Island in British Columbia, Canada

West Thurlow Island is an island in British Columbia, Canada. It is part of the Discovery Islands, an archipelago between Vancouver Island and the mainland, whose waters connect the Strait of Georgia with the Johnstone Strait and the Queen Charlotte Strait.

West Thurlow lies in the traditional territory of the Kwakwaka'wakw first nations.

==Etymology==
The island was named for Edward Thurlow, 1st Baron Thurlow, Lord Chancellor of England, by Captain George Vancouver during his voyage through the Johnstone Strait in July 1792.

==Geography==
West Thurlow Island is located north of Vancouver Island, south of the mainland, southeast of Hardwicke Island, and west of East Thurlow Island, separated from the latter by Blind Channel. It is located within Electoral Area C of the Strathcona Regional District.

Just north of West Thurlow Island Loughborough Inlet extends into the mainland. The strait that separates the island from the mainland is called Cordero Channel to the east of the mouth of Loughborough Inlet, and Chancellor Channel to the west. Chancellor Channel also separates. Beauty Cat Strait separates West Thurlow Island from Vancouver Island.

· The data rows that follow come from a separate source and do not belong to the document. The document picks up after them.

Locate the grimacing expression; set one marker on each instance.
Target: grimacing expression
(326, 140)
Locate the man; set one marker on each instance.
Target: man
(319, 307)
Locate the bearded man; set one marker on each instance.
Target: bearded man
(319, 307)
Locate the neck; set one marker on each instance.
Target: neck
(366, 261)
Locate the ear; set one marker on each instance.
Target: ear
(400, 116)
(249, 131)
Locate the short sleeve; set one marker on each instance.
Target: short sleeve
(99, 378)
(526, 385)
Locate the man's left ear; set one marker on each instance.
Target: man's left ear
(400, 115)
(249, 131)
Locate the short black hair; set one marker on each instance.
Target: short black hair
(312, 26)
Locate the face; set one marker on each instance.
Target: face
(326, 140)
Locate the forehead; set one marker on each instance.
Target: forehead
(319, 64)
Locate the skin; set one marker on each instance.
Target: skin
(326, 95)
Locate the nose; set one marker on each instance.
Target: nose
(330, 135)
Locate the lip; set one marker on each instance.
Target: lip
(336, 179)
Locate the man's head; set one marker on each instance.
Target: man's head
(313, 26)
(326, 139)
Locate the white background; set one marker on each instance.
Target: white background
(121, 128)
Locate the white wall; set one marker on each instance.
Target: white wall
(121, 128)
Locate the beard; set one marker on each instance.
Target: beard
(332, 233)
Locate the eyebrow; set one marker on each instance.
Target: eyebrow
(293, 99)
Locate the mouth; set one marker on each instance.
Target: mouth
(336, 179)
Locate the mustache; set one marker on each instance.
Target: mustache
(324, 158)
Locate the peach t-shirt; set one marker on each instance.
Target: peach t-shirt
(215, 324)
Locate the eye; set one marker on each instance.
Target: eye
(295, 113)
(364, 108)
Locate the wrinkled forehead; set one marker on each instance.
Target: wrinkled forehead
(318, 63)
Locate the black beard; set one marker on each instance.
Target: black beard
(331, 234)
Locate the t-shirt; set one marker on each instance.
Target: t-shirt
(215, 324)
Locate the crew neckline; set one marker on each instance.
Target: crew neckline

There are a handful of private landholdings on the eastern shore of the island. The majority are located adjacent to Blind Channel Resort, which includes a marina, marine refueling station, general store, post office and seasonal restaurant and accommodations.

==Forestry==
Logging operations first began on the island with the establishment of the Thurlow Island Lumber Company sawmill in 1918 in the location of what is now the Blind Channel Resort. Settlements around the mill eventually peaked at a population of several hundred in the 1940s, though no permanent forestry camps now remain on the island. West Thurlow currently includes sections of two tree farm licenses, 45 and 47, held by International Forest Products Ltd. (Interfor) and Timberwest respectively. The areas are accessible by two dry-land timber sorts at Knox Bay and Butterfly Bay, both on the southern shore of the island. West Thurlow Island lies within the Coastal Western Hemlock biogeoclimatic zone, and its forests consists mostly of western hemlock, Douglas fir and western red cedar.